Ramp function

Graph of the ramp function

The ramp function is a unary real function, easily computable as the mean of the independent variable and its absolute value.

This function is applied in engineering (e.g., in the theory of DSP). The name ramp function is derived from the appearance of its graph.

Definitions

The ramp function ( R(x): \mathbb{R} \rightarrow \mathbb{R}) may be defined analytically in several ways.
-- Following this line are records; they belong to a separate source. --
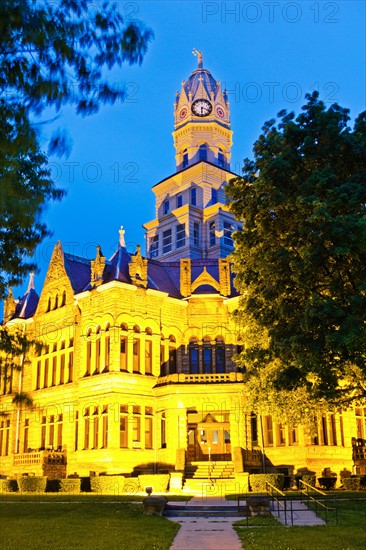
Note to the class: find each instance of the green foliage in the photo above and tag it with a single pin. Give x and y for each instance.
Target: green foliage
(301, 259)
(159, 482)
(8, 486)
(352, 483)
(107, 485)
(32, 484)
(52, 54)
(258, 482)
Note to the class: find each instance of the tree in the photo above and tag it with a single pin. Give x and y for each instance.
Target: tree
(51, 54)
(300, 260)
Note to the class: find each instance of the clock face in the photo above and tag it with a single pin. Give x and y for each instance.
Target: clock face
(220, 111)
(201, 107)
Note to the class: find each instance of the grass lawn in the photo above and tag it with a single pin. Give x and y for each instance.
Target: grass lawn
(349, 534)
(81, 525)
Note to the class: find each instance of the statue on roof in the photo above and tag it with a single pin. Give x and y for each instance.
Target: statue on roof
(199, 55)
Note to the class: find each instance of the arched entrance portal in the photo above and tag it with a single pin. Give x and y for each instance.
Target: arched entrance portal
(209, 439)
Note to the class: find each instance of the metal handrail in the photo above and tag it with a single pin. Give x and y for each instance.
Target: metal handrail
(306, 492)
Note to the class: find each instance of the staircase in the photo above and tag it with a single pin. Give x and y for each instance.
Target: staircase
(206, 478)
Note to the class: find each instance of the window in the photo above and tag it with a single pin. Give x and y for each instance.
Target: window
(185, 158)
(167, 241)
(148, 428)
(62, 368)
(212, 234)
(268, 430)
(38, 377)
(181, 235)
(26, 434)
(136, 428)
(148, 357)
(95, 428)
(220, 356)
(207, 356)
(107, 350)
(71, 366)
(196, 234)
(86, 428)
(136, 354)
(123, 353)
(202, 152)
(194, 196)
(105, 427)
(193, 357)
(254, 428)
(163, 431)
(154, 246)
(228, 230)
(123, 427)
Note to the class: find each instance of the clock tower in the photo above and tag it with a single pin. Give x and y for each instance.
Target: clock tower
(192, 219)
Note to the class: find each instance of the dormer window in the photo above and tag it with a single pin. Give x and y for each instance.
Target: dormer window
(202, 152)
(194, 196)
(185, 158)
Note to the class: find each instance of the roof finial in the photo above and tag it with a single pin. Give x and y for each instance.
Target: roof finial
(122, 237)
(198, 53)
(31, 282)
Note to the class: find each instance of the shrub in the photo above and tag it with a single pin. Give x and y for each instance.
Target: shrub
(70, 485)
(258, 482)
(107, 485)
(8, 485)
(159, 482)
(32, 484)
(352, 483)
(327, 483)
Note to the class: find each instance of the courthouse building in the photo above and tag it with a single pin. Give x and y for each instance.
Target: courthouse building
(137, 370)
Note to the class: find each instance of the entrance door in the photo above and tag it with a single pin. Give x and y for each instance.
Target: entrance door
(209, 441)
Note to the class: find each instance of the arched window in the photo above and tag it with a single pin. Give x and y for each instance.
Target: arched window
(123, 348)
(207, 355)
(172, 355)
(107, 348)
(193, 356)
(97, 351)
(202, 152)
(185, 158)
(220, 355)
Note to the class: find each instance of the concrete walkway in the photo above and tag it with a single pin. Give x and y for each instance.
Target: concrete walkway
(213, 533)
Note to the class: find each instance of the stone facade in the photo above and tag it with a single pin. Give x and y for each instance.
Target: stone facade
(137, 370)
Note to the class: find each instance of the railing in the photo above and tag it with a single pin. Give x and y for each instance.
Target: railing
(316, 504)
(182, 378)
(273, 492)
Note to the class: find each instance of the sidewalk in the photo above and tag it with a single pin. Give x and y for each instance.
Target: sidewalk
(214, 533)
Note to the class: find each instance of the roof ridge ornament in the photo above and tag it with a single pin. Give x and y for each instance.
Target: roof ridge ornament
(199, 55)
(122, 237)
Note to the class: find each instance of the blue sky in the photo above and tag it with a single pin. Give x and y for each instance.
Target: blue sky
(267, 54)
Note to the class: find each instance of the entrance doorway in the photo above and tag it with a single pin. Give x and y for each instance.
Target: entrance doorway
(209, 440)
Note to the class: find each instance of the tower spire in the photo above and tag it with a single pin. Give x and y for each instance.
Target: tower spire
(199, 55)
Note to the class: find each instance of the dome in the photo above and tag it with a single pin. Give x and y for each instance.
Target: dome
(198, 76)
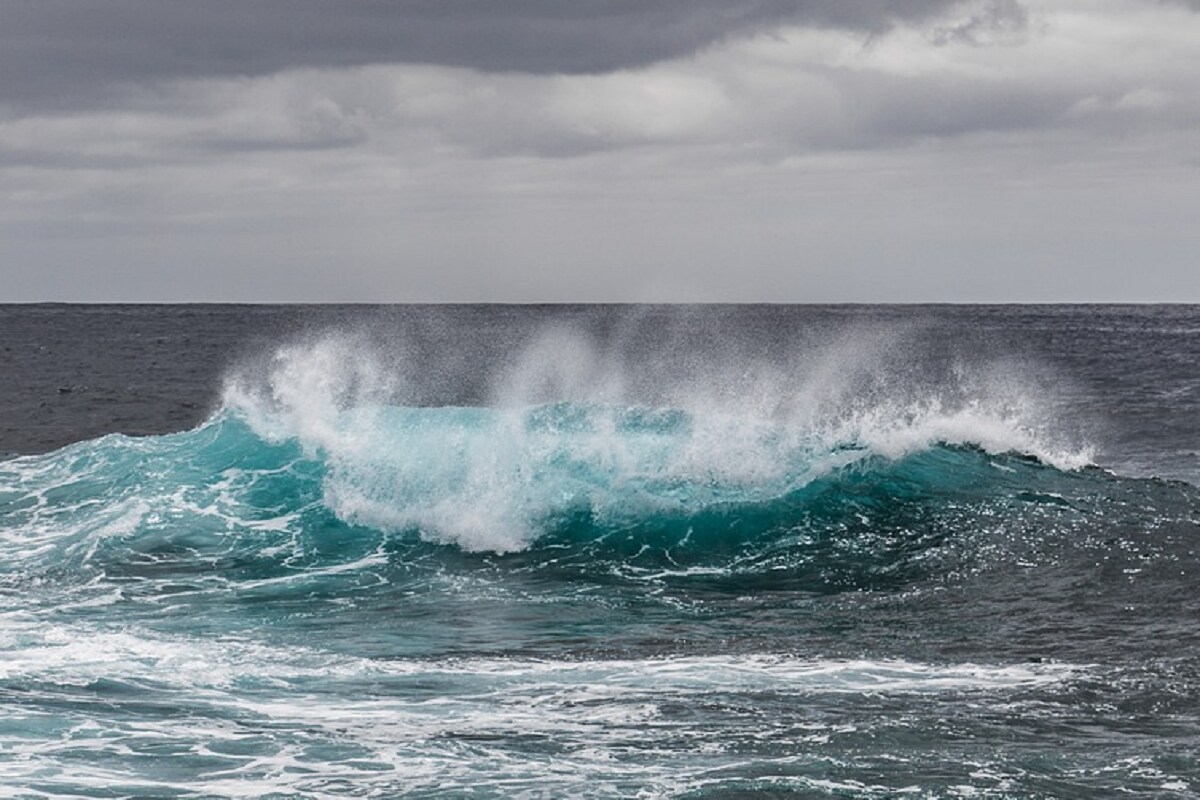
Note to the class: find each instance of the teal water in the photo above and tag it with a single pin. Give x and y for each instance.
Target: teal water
(748, 591)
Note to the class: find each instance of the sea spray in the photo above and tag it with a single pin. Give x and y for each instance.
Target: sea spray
(677, 553)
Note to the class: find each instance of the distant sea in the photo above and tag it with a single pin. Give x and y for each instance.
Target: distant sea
(600, 551)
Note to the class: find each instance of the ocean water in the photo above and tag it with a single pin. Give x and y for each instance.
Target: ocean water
(599, 552)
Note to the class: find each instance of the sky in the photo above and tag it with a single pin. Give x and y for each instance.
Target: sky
(600, 150)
Possible definitions are:

R(x) := \begin{cases} x, & x \ge 0; \\ 0, & x<0 \end{cases}

or

R(x) := \operatorname{max}(x,0)
R(x) := \frac{x+|x|}{2}

this can be derived by noting the following definition of  \operatorname{max}(a,b) ,

 \operatorname{max}(a,b) = \frac{a+b+|a-b|}{2}

for which a = x and b = 0

R\left( x \right) := xH\left( x \right)
R\left( x \right) := H\left( x \right) * H\left( x \right)
R(x) := \int_{-\infty}^{x} H(\xi)\,\mathrm{d}\xi
R(x) := \langle x\rangle

Analytic properties

Non-negativity

In the whole domain the function is non-negative, so its absolute value is itself, i.e.
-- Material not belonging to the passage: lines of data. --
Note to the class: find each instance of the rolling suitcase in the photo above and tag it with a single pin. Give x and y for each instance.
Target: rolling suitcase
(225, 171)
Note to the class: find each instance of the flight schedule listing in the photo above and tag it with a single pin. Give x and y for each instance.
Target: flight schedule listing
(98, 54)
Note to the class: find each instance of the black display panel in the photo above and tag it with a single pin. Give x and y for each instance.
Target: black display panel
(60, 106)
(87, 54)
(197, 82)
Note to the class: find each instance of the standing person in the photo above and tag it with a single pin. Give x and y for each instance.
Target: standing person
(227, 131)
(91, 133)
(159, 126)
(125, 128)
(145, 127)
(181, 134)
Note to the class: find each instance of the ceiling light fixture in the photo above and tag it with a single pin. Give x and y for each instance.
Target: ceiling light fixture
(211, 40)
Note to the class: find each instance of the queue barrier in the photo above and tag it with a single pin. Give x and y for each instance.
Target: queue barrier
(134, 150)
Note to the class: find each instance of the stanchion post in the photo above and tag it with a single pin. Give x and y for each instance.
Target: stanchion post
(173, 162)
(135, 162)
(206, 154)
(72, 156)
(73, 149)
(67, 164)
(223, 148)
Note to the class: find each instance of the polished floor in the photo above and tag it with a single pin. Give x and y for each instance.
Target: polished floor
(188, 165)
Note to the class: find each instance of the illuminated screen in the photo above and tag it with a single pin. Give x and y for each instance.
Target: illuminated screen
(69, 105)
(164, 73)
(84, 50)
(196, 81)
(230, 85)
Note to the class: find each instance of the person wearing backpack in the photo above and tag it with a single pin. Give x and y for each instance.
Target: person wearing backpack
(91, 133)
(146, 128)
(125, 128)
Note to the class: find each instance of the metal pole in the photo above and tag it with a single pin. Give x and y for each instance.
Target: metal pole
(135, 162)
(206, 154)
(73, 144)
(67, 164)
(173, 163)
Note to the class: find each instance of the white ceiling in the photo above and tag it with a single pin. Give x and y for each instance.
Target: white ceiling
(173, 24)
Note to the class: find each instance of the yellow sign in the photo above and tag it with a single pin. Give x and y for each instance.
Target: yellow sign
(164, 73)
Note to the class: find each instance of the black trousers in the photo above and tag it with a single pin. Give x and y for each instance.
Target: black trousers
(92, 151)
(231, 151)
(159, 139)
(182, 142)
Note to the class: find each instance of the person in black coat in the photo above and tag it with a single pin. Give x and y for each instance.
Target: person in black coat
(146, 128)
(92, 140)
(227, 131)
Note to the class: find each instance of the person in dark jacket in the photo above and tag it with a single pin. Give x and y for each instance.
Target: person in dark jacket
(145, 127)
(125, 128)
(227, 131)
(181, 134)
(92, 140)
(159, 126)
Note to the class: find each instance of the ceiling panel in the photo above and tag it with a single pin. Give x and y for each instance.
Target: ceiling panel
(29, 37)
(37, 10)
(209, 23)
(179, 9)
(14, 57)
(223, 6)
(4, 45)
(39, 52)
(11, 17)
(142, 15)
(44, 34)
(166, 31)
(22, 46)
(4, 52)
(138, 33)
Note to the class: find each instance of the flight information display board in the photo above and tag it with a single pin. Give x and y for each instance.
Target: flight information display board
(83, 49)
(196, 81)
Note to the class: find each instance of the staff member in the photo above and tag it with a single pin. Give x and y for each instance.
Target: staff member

\forall x \in \mathbb{R}: R(x) \geqslant 0

and

\left| R \left( x \right) \right| = R\left( x \right)

Derivative

Its derivative is the Heaviside function:

R'(x) = H(x)\ \mathrm{if}\ x \ne 0


From this property definition [5]. goes.

Fourier transform

 \mathcal{F}\left\{ R(x) \right\}(f)  =  \int_{-\infty}^{\infty}R(x) e^{-2\pi ifx}dx  =  \frac{i\delta '(f)}{4\pi}-\frac{1}{4\pi^{2}f^{2}}

Where δ(x) is the Dirac delta (in this formula, its derivative appears).

Laplace transform

The single-sided Laplace transform of R(x) is given as follows,

 \mathcal{L}\left\{ R\left( x \right)\right\} (s) = \int_{0}^{\infty} e^{-sx}R(x)dx = \frac{1}{s^2}.

Algebraic properties

Iteration invariance

Every iterated function of the ramp mapping is itself, as

 R \left( R \left( x \right) \right) = R \left( x \right) .

We applied the non-negative property.